Custom placement new is another reason to use new. Custom placement new can be used to allocate resources from a non-global pool -- scoped allocation, or allocation into a cross-process shared memory page, allocation into video card shared memory, etc -- and other purposes. If you want to write make_unique_from_custom that allocates its memory using custom placement new, you'd have to use the new keyword. Custom placement new could act like placement new (in that it doesn't actually acquire resources, but rather the resource is somehow passed in), or it could act like standard new (in that it acquires resources, maybe using the arguments passed in).

Custom placement delete is called if a custom placement new throws, so you might need to write that. In C++ you don't call custom placement delete, it (C++) calls you(r overload).

Finally, make_shared and make_unique are incomplete functions in that they don't support custom deleters.

If you are writing make_unique_with_deleter, you can still use make_unique to allocate the data, and .release() it into your unique-with-deleter's care. If your deleter wants to stuff its state into the pointed-to buffer instead of into the unique_ptr or into a separate allocation, you'll need to use placement new here.

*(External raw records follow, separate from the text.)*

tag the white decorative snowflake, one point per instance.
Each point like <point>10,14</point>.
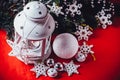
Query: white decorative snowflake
<point>74,8</point>
<point>55,9</point>
<point>104,19</point>
<point>83,32</point>
<point>71,68</point>
<point>15,48</point>
<point>39,69</point>
<point>85,49</point>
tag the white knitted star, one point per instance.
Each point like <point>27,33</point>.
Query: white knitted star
<point>55,9</point>
<point>71,68</point>
<point>83,32</point>
<point>104,19</point>
<point>39,69</point>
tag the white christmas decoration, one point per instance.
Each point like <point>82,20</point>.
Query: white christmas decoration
<point>39,69</point>
<point>80,57</point>
<point>35,11</point>
<point>74,9</point>
<point>71,68</point>
<point>85,49</point>
<point>104,19</point>
<point>58,66</point>
<point>83,32</point>
<point>65,46</point>
<point>52,72</point>
<point>55,9</point>
<point>50,62</point>
<point>33,29</point>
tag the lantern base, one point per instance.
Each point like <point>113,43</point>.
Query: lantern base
<point>32,60</point>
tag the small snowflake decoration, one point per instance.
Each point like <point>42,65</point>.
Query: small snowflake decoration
<point>39,69</point>
<point>55,9</point>
<point>83,32</point>
<point>74,8</point>
<point>71,68</point>
<point>104,19</point>
<point>86,48</point>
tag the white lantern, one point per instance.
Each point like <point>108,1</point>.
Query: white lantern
<point>32,33</point>
<point>65,46</point>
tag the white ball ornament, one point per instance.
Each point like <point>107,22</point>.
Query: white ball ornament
<point>65,46</point>
<point>80,57</point>
<point>52,72</point>
<point>58,66</point>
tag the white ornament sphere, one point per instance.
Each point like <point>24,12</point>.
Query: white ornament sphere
<point>80,57</point>
<point>52,72</point>
<point>65,46</point>
<point>58,66</point>
<point>50,62</point>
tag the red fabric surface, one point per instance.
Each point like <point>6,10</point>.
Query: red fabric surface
<point>106,67</point>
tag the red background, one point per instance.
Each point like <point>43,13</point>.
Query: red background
<point>106,67</point>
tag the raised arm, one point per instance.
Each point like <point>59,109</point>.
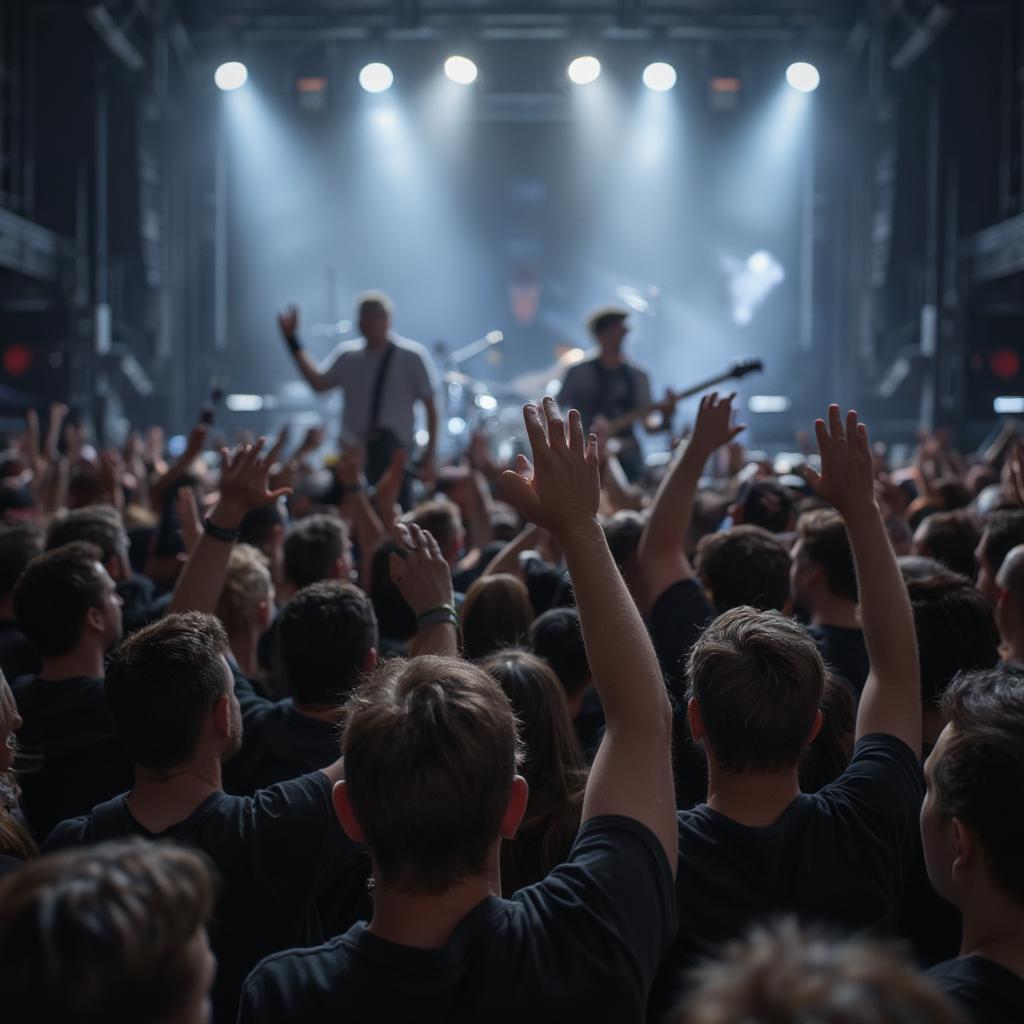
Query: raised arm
<point>891,699</point>
<point>632,774</point>
<point>662,557</point>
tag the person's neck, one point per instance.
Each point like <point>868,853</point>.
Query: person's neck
<point>426,922</point>
<point>86,659</point>
<point>755,801</point>
<point>158,802</point>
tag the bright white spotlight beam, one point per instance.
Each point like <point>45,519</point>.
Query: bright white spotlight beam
<point>376,78</point>
<point>803,77</point>
<point>230,76</point>
<point>583,71</point>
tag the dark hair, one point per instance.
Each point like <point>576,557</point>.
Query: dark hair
<point>978,774</point>
<point>497,613</point>
<point>951,538</point>
<point>825,543</point>
<point>100,525</point>
<point>758,678</point>
<point>54,593</point>
<point>557,637</point>
<point>956,631</point>
<point>312,547</point>
<point>430,751</point>
<point>100,933</point>
<point>18,545</point>
<point>325,633</point>
<point>553,767</point>
<point>744,565</point>
<point>162,683</point>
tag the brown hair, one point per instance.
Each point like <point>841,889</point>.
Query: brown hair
<point>758,678</point>
<point>497,613</point>
<point>783,973</point>
<point>99,933</point>
<point>430,751</point>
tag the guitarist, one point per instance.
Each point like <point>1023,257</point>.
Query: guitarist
<point>383,376</point>
<point>606,385</point>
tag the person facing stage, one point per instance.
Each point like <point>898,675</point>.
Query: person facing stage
<point>383,376</point>
<point>606,385</point>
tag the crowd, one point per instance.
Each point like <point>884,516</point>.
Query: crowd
<point>742,742</point>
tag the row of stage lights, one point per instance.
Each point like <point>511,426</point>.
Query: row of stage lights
<point>658,77</point>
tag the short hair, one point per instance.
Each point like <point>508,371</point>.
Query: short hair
<point>18,545</point>
<point>744,565</point>
<point>312,547</point>
<point>100,525</point>
<point>162,683</point>
<point>825,543</point>
<point>496,613</point>
<point>247,585</point>
<point>430,751</point>
<point>100,933</point>
<point>780,972</point>
<point>556,636</point>
<point>758,679</point>
<point>603,317</point>
<point>956,631</point>
<point>951,538</point>
<point>978,774</point>
<point>54,593</point>
<point>325,633</point>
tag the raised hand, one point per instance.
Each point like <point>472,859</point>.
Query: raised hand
<point>847,478</point>
<point>562,487</point>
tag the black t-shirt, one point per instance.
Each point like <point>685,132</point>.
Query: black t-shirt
<point>73,758</point>
<point>278,742</point>
<point>583,944</point>
<point>986,991</point>
<point>837,856</point>
<point>274,852</point>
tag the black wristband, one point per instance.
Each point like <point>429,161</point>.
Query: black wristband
<point>219,532</point>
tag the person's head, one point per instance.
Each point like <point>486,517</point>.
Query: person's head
<point>115,932</point>
<point>1004,529</point>
<point>246,603</point>
<point>66,601</point>
<point>756,680</point>
<point>764,503</point>
<point>171,693</point>
<point>782,974</point>
<point>556,637</point>
<point>100,525</point>
<point>970,821</point>
<point>744,565</point>
<point>952,539</point>
<point>431,756</point>
<point>442,520</point>
<point>822,561</point>
<point>497,613</point>
<point>317,548</point>
<point>374,312</point>
<point>328,639</point>
<point>608,328</point>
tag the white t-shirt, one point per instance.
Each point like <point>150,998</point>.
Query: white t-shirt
<point>411,377</point>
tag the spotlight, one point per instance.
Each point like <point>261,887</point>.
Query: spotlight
<point>462,71</point>
<point>230,76</point>
<point>376,78</point>
<point>583,71</point>
<point>659,77</point>
<point>803,77</point>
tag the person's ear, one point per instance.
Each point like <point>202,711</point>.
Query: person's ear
<point>346,813</point>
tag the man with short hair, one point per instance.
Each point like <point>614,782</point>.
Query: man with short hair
<point>973,832</point>
<point>431,754</point>
<point>68,606</point>
<point>116,932</point>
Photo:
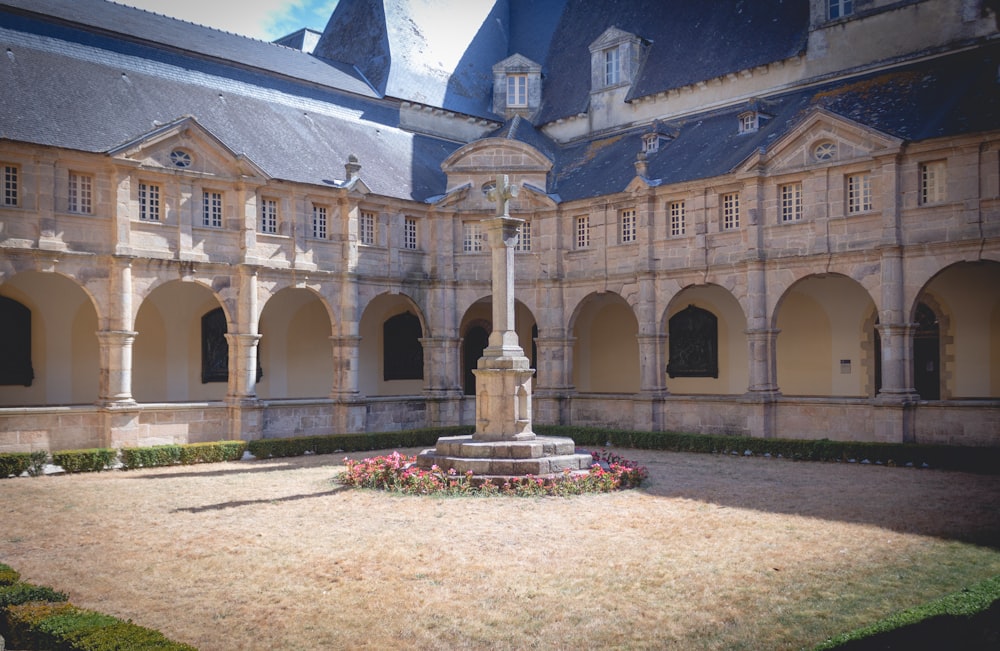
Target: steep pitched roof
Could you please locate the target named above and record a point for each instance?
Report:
(70, 86)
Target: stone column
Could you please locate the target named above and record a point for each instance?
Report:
(116, 367)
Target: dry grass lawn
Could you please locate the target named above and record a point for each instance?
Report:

For make_shared, client code doesn't have access to the "reference counting stub" creation code. As far as I can tell you cannot easily both have the "combined allocation of object and reference counting block" and a custom deleter.

In addition, make_shared causes the resource allocation (the storage) for the object itself to persist as long as weak_ptrs to it persist: in some cases this may not be desirable, so you'd want to do a shared_ptr<T>(new T(...)) to avoid that.

In the few cases where you want to call non-placement new, you can call make_unique, then .release() the pointer if you want to manage separately from that unique_ptr. This increases your RAII coverage of resources, and means that if there are exceptions or other logic errors, you are less likely to leak.


I noted above I didn't know how to use a custom deleter with a shared pointer that uses a single allocation block easily. Here is a sketch of how to do it trickily:

template<class T, class D>
struct custom_delete {
  std::tuple<
    std::aligned_storage< sizeof(T), alignof(T) >,
    D,
    bool
  > data;
  bool bCreated() const { return std::get<2>(data); }
  void markAsCreated() { std::get<2>()=true; }
  D&& d()&& { return std::get<1>(std::move(data)); }
  void* buff() { return &std::get<0>(data); }
  T* t() { return static_cast<T*>(static_cast<void*>(buff())); }
  template<class...Ts>
  explicit custom_delete(Ts...&&ts):data(
    {},D(std::forward<Ts>(ts)...),false
  ){}
  custom_delete(custom_delete&&)=default;
  ~custom_delete() {
    if (bCreated())
      std::move(*this).d()(t());
  }
};

template<class T, class D, class...Ts, class dD=std::decay_t<D>>
std::shared_ptr<T> make_shared_with_deleter(
  D&& d,
  Ts&&... ts
) {
  auto internal = std::make_shared<custom_delete<T, dD>>(std::forward<D>(d));
  if (!internal) return {};
  T* r = new(internal->data.buff()) T(std::forward<Ts>(ts...));
  internal->markAsCreated();
  return { internal, r };
}

I think that should do it. I made an attempt to allow stateless deleters to use no up space by using a tuple, but I may have screwed up.

In a library-quality solution, if T::T(Ts...) is noexcept, I could remove the bCreated overhead, as there would be no opportunity for a custom_delete to have to be destroyed before the T is constructed.